O fator institucional é o tendão-de-aquiles desta curadoria e do escopo político da arte contemporânea. A legitimação garantida por uma bienal pode anestesiar a potência crítica de certas obras. A tensão e o risco, que surgem quando a arte abdica das suas formas convencionais, ficam amenizados. No entanto, o veto jurídico ao guaraná desenvolvido pelo coletivo dinamarquês Superflex junto com produtores alternativos da amazônia mostrou que o conflito pode (e deve) resistir à institucionalidade. Vale sublinhar a parceria produtiva entre artistas e não-artistas. Talvez um dos papéis da arte no mundo contemporâneo seja o de viabilizar potências criativas a partir da abertura experimental e da contaminação do seu espaço institucional.
Esta era uma estratégia fecunda de Matta-Clark, como podemos ver na mostra de filmes, fotografias, desenhos e objetos trazidos à bienal.
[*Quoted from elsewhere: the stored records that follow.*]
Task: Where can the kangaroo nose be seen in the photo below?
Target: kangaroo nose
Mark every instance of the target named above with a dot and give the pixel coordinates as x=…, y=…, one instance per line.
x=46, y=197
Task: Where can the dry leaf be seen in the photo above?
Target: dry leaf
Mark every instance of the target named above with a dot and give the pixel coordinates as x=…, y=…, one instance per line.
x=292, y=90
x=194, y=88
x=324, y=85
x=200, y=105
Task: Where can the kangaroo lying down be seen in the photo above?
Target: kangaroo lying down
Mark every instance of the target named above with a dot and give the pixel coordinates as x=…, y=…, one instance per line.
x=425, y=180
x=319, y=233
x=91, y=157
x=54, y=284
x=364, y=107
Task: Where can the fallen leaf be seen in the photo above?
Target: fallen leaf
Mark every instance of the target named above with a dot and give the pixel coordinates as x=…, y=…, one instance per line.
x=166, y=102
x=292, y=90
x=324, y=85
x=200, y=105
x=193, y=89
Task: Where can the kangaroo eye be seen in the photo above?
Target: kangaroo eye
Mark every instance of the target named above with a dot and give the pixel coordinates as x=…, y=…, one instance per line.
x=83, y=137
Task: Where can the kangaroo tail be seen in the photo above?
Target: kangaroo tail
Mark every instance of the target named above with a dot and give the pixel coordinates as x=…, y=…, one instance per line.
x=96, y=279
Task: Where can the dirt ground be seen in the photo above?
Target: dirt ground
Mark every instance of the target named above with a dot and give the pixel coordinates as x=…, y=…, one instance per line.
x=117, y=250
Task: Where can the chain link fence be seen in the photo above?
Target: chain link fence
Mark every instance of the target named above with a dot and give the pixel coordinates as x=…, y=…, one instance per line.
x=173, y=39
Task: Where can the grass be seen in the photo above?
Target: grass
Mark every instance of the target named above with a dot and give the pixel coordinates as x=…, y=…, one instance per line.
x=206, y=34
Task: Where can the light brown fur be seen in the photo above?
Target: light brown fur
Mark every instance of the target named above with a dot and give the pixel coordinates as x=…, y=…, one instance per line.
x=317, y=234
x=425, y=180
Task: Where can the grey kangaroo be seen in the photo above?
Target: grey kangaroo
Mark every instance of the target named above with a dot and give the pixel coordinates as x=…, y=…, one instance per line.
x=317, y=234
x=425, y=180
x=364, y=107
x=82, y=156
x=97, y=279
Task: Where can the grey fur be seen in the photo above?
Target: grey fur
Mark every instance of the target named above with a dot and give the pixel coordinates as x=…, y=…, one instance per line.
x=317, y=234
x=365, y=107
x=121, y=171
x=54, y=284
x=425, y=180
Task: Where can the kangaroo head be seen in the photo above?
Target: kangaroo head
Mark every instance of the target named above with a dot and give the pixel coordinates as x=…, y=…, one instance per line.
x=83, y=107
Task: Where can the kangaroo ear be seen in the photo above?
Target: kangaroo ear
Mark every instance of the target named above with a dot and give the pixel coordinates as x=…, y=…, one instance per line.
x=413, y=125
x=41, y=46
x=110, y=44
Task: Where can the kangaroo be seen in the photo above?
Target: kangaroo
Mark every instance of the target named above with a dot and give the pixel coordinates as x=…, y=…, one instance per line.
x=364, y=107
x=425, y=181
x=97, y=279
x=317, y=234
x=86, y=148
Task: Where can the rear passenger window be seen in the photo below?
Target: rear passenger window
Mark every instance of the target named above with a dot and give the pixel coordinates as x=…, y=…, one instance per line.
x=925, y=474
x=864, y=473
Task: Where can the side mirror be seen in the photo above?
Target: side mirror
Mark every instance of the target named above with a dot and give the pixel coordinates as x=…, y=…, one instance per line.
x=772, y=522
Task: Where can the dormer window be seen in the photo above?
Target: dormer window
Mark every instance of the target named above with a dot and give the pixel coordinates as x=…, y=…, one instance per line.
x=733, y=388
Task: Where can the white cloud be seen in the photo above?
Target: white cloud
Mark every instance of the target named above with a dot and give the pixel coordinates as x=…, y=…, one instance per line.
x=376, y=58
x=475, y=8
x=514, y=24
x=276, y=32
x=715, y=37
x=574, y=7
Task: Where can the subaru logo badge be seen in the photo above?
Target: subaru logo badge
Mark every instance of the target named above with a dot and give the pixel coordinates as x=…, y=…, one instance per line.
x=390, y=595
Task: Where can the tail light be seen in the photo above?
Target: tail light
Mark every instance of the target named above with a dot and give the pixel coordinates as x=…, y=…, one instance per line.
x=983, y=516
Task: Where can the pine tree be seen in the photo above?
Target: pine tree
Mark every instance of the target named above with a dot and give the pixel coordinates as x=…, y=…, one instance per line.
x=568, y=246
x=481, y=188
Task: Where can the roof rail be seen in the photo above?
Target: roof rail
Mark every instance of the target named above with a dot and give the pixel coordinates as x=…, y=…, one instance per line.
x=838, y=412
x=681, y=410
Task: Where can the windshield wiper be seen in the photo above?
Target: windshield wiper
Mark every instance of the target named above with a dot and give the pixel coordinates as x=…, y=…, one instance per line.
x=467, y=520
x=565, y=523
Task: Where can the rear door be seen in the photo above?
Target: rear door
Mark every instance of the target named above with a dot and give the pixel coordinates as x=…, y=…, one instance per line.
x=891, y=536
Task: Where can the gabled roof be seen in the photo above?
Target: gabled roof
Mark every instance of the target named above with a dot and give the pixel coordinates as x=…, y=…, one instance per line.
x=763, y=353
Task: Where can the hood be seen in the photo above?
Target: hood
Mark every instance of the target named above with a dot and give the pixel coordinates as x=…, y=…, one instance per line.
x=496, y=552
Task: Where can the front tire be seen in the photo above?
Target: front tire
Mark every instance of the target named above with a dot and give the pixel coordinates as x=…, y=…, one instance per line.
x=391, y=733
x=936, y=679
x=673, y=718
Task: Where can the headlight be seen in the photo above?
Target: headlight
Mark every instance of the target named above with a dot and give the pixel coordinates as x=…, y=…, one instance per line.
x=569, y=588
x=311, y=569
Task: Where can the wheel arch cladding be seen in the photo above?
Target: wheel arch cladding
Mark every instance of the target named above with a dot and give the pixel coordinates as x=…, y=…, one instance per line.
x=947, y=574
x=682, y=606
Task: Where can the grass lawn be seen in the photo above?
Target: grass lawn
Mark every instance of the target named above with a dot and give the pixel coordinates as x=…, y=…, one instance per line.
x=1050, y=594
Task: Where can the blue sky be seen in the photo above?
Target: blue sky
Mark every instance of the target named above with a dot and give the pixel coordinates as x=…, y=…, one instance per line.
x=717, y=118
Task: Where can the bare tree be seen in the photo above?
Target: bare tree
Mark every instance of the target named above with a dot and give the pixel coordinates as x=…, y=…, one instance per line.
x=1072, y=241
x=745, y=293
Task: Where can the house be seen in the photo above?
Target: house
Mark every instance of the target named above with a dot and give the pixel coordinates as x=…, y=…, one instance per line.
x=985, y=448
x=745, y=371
Ele usava a arte para dar visibilidade às formas de vida excluídas da convivência pública. Suas ações poéticas potencializavam a criação cotidiana e comum, correndo o risco, assumido sem temor, de dissolver a arte na vida. Risco que não inviabilizava a escala de suas intervenções, cortando casas, fazendo buracos gigantescos em prédios e galpões, distribuindo ar puro para os executivos de Wall Street, abrindo um restaurante, construindo muros e paredes com resíduos da cidade que servissem de modelo para casas de desabrigados etc. Construir, destruir e habitar irmanavam-se na fronteira entre espaços de produção e de criação. Seu exemplo está por toda a bienal, em nomes como Rirkrit Tiravanija, Laura Lima, Minerva Cuevas, Paula Trope, Long March Project, Vladimir Arkhipov, Coletivo Mujeres Creando, Atelier Bow-Wow, nas edições de Eloísa Cartonera, no atelier popular de serigrafia, entre outros. Estes dois últimos exemplos não surgiram com a intenção de ser arte, nem tampouco passaram a ser pelo fato de estarem em uma bienal - ser ou não ser arte é o que menos interessa. Sua inclusão ali, todavia, nos faz pensar sobre o quanto há de arte na invenção cotidiana de novos estilos de vida e de sociabilidade.
A sala dedicada a Dan Graham começa com sua série de fotografias "Homes for America", de 1966. Estas fotos tornaram-se emblema máximo da arte conceitual. São silenciosas, ásperas e intrigantes. Lembram as telas de Hopper sem a carga existencial. Projetadas na parede através de slides, estão ladeadas por uma série de projetos arquitetônicos posteriores. Ele passou a criar, nas décadas seguintes, espaços de convivência e contemplação. Os mais interessantes são uma pista de skate com cúpula de espelho e um pavilhão de observação distorcida da paisagem. Natureza e construção se misturam. O silêncio também tem relevância política, especialmente em épocas sombrias e de incertezas ideológicas. Artistas como Florian Pumhosl, Armando Tudela, Damian Ortega, Lucia Koch, Renata Lucas são alguns exemplos interessantes de diálogo com sua obra apesar do uso de suportes e linguagens muito variados.
Uma das obras mais interessantes desta bienal é do suíço Thomas Hirshhorn, intitulada "Restore Now". Política, erotismo e morte perpassam livros ampliados de grandes filósofos junto a fotos de cadáveres dilacerados. Civilização e barbárie caminhando lado a lado. Uma frase grafitada em um pano vermelho reverbera toda a complexidade do engajamento contemporâneo - "culpabilidade organizada e responsabilidade universal".